The filtering/transformation applied by the plugin.
"""
raise NotImplementedError
Pretty neat. All we have to do is implement the WasiRestorePlugin
class:
import wasi_restore_plugin
from wasi_restore_plugin import Context, KafkaRecord, Outcome, Outcome_Accepted
from wasi_restore_plugin.types import *
class WasiRestorePlugin(wasi_restore_plugin.WasiRestorePlugin):
def init(self, ctx: Context, cfg: Optional[str]) -> None:
return None
def transform(self, rec: KafkaRecord) -> Outcome:
return Outcome_Accepted(rec)
That's the minimal plugin implementation:
- the init function just returns without error;
- the transform function doesn't do anything but accept the record.
Here's the command to build the plugin:
componentize-py --wit-path restore.wit --world wasi-restore-plugin componentize plugin -o plugin.wasm
In Kannika Armory, you would make the produced plugin.wasm
file accessible in kubernetes with a persistent volume claim, and then use it in a Restore
like this:
apiVersion: kannika.io/v1alpha
kind: Restore
metadata:
name: anonymizing-restore
spec:
enabled: true
source: "my-gcs-bucket"
sink: "my-kafka-cluster"
config:
topics:
- target: "target-topic"
source: "source-topic"
plugins:
- wasiPluginRef:
claimName: plugins-store-pvc
path: plugin.wasm
Now it's time to actually implement the logic of our plugin. Let's pretend our records' payload are json documents stored in a Redpanda cluster:
$ rpk topic consume source-topic -o 0:1
{
"topic": "source-topic",
"value": "{ \"firstName\": \"John\", \"lastName\": \"Doe\", \"itemId\": 82, \"date\": \"2024-05-05\", \"price\": 42, \"qty\": 2 }",
"timestamp": 1724761999979,
"partition": 2,
"offset": 0
}
Our goal is to strip away name information from those records (firstName
and lastName
), so let's list those fields in our Restore
configuration:
apiVersion: kannika.io/v1alpha
kind: Restore
metadata:
name: anonymizing-restore
spec:
# <snip>
config:
topics:
- target: "target-topic"
source: "source-topic"
plugins:
- wasiPluginRef:
claimName: plugins-store-pvc
path: plugin.wasm
# An optional Yaml configuration to be passed as-is
# to the plugin at runtime.
# 👇
spec:
fieldsToStrip:
- firstName
- lastName
The plugin's implementation could then be something like the following:
import yaml
import json
import wasi_restore_plugin
from wasi_restore_plugin import Context, KafkaRecord, Outcome, Outcome_Accepted
from wasi_restore_plugin.types import *
# A global to store the configuration parsed in the init() function.
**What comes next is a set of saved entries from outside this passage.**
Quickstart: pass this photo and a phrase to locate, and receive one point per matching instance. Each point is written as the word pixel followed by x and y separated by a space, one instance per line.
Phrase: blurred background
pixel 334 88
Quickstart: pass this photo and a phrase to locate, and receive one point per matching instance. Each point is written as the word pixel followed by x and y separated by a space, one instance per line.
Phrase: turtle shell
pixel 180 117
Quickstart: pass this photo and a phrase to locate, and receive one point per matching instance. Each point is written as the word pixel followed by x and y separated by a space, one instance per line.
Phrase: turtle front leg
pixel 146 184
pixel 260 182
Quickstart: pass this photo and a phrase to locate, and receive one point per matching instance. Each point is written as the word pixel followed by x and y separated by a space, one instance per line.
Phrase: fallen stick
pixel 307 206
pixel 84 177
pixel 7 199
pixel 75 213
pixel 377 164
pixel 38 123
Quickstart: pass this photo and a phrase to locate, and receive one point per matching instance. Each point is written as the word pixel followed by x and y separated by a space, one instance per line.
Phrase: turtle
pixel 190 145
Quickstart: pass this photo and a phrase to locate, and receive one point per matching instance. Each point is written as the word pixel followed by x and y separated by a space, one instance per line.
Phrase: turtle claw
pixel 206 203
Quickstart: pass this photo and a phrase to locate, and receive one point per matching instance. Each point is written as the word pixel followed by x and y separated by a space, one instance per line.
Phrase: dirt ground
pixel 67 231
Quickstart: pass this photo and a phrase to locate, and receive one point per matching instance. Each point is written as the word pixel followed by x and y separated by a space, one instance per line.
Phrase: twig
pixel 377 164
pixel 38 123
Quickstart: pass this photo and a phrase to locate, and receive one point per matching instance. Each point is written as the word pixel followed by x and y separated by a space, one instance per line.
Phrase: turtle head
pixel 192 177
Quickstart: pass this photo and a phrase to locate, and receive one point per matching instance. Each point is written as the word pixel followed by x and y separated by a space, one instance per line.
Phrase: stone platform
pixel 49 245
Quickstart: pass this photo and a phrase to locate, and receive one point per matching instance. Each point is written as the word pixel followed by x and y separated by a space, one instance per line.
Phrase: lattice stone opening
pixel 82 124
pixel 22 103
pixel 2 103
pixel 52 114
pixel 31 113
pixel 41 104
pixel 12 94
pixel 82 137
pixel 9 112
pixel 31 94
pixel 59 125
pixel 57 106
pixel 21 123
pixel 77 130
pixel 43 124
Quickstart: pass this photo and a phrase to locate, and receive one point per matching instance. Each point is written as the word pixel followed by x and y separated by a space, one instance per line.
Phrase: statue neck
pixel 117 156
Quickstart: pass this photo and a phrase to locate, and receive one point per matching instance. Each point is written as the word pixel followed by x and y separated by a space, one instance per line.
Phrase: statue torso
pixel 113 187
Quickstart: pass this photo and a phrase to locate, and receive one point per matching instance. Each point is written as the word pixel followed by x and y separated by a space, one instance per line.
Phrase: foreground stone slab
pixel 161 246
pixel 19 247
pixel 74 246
# We can't store state in `self`, hence why we use a global.
fields_to_strip = []
class WasiRestorePlugin(wasi_restore_plugin.WasiRestorePlugin):
def init(self, ctx: Context, cfg: Optional[str]) -> None:
global fields_to_strip
# If a configuration is provided, attempt to extract a list
# of fields to remove from the records' payload.
if cfg is not None:
cfg = yaml.safe_load(cfg)
fields_to_strip = cfg.get('fieldsToStrip', [])
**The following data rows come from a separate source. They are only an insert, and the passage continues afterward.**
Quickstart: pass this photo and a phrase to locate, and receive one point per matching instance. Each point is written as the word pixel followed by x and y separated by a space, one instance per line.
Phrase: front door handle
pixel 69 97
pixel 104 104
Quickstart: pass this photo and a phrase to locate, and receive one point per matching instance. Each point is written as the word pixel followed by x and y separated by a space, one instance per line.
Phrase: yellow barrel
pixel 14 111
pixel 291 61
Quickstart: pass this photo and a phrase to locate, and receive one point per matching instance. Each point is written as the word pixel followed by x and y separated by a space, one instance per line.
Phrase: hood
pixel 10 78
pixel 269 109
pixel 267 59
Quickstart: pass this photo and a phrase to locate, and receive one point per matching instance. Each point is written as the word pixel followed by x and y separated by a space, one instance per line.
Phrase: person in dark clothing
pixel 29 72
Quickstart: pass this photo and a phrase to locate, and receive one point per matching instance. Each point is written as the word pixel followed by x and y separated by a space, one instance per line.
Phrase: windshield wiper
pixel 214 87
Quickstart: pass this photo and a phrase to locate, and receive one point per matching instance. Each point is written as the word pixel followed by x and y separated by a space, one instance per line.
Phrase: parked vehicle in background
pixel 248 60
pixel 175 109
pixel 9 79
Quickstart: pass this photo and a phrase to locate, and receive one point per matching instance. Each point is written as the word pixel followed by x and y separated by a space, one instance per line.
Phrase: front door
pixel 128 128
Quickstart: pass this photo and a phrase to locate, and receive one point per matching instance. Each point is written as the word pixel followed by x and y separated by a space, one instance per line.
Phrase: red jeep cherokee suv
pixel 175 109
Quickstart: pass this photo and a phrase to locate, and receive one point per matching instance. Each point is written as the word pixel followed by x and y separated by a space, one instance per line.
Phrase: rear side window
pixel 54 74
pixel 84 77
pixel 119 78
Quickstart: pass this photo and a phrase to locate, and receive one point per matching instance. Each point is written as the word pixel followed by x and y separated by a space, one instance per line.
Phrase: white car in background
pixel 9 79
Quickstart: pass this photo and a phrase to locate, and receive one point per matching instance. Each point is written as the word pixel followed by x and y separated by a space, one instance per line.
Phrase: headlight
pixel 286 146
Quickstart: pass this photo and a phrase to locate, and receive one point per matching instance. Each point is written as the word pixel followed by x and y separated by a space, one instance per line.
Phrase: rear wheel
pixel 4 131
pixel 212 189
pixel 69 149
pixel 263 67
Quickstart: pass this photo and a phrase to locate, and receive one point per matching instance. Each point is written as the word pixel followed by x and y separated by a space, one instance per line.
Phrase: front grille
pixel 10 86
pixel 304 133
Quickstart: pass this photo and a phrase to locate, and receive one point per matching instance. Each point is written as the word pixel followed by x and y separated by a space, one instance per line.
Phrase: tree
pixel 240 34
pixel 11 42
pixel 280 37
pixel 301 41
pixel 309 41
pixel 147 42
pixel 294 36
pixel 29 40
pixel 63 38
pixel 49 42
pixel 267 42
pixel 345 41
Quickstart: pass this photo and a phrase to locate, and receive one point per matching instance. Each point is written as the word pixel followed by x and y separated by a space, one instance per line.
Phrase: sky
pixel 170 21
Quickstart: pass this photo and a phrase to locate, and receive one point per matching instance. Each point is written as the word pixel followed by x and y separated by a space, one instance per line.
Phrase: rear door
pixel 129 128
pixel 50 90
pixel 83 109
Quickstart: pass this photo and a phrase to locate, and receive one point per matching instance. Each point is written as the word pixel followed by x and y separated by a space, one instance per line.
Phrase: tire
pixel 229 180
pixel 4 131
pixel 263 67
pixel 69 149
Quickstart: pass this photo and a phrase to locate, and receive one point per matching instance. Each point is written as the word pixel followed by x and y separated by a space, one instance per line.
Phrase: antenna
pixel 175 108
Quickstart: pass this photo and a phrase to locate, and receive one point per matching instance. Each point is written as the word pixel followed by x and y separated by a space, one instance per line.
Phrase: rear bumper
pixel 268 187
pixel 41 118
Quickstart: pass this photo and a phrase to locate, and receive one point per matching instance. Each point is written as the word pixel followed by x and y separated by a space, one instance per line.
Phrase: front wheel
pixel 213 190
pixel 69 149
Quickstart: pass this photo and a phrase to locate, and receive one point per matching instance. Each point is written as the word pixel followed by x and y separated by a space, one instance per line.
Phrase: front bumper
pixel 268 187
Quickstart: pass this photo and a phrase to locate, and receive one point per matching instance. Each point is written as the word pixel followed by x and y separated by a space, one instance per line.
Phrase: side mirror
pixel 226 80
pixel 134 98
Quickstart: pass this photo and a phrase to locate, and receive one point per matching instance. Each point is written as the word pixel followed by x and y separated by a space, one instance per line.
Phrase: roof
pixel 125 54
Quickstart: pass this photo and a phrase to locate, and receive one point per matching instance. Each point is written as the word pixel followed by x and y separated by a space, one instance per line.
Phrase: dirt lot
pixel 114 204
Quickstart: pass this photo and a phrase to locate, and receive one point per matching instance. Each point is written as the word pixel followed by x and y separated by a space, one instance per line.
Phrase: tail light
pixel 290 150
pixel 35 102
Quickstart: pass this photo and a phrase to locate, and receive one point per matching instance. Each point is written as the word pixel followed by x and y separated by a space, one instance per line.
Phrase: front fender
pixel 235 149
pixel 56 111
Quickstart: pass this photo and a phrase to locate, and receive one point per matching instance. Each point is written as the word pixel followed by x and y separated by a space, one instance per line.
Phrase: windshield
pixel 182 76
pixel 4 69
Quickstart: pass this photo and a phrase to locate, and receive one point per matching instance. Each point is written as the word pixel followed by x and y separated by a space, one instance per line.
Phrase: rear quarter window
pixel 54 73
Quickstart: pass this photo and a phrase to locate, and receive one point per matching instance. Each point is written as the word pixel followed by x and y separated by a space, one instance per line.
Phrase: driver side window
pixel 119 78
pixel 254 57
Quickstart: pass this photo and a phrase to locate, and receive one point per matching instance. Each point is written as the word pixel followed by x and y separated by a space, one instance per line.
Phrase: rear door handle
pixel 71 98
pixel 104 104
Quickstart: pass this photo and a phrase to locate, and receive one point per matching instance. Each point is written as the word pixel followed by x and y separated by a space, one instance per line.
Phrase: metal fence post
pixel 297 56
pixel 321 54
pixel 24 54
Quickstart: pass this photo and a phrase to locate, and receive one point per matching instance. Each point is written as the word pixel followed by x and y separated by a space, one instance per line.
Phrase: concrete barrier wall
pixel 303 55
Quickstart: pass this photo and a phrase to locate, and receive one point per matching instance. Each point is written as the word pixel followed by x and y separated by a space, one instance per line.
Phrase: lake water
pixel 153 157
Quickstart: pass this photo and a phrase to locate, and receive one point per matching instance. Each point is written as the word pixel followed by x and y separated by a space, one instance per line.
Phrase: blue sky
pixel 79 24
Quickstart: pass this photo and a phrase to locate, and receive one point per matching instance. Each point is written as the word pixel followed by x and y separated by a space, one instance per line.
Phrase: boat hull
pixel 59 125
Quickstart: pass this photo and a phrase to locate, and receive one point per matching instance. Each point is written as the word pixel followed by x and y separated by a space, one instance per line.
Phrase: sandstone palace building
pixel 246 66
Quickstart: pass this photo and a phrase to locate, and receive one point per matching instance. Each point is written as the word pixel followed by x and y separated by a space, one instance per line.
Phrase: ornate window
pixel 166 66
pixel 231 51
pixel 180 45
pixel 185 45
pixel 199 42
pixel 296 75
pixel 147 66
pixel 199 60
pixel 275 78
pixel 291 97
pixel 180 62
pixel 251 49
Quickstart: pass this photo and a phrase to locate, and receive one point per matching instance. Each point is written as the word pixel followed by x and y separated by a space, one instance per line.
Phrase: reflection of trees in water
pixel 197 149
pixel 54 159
def transform(self, rec: KafkaRecord) -> Outcome:
if len(fields_to_strip) == 0 or rec.payload is None:
return Outcome_Accepted(rec)
# Decode the payload as json
payload = rec.payload.decode('utf-8')
payload = json.loads(payload)
# Strip fields
for field in fields_to_strip:
payload.pop(field, None)
# Re-encode the payload
payload = json.dumps(payload)
rec.payload = payload.encode('utf-8')
# Let the updated record through
return Outcome_Accepted(rec)
Load that into the persistent volume, run your restore, and observe the result:
$ rpk topic consume target-topic -o +1
{
"topic": "target-topic",
"value": "{\"itemId\": 82, \"date\": \"2024-05-05\", \"price\": 42, \"qty\": 2}",
"timestamp": 1724761999979,
"partition": 2,
"offset": 1
}
Closing thoughts
The WebAssembly Component Model is still in its debuts but it has proven to be quite adequate in its current state for designing a complete plugin system with minimal effort. That approach is not bound to any particular language and leverages WebAssembly’s promise on performance. Head over to the documentation website for complete examples in other languages !
We’ve only scratched the surface of what is possible, however. In theory, this technology would even allow polyglot plugins where components implemented in different languages are linked together into a final wasm file.
It’ll be very interesting to see how far Kannika Armory users will take this.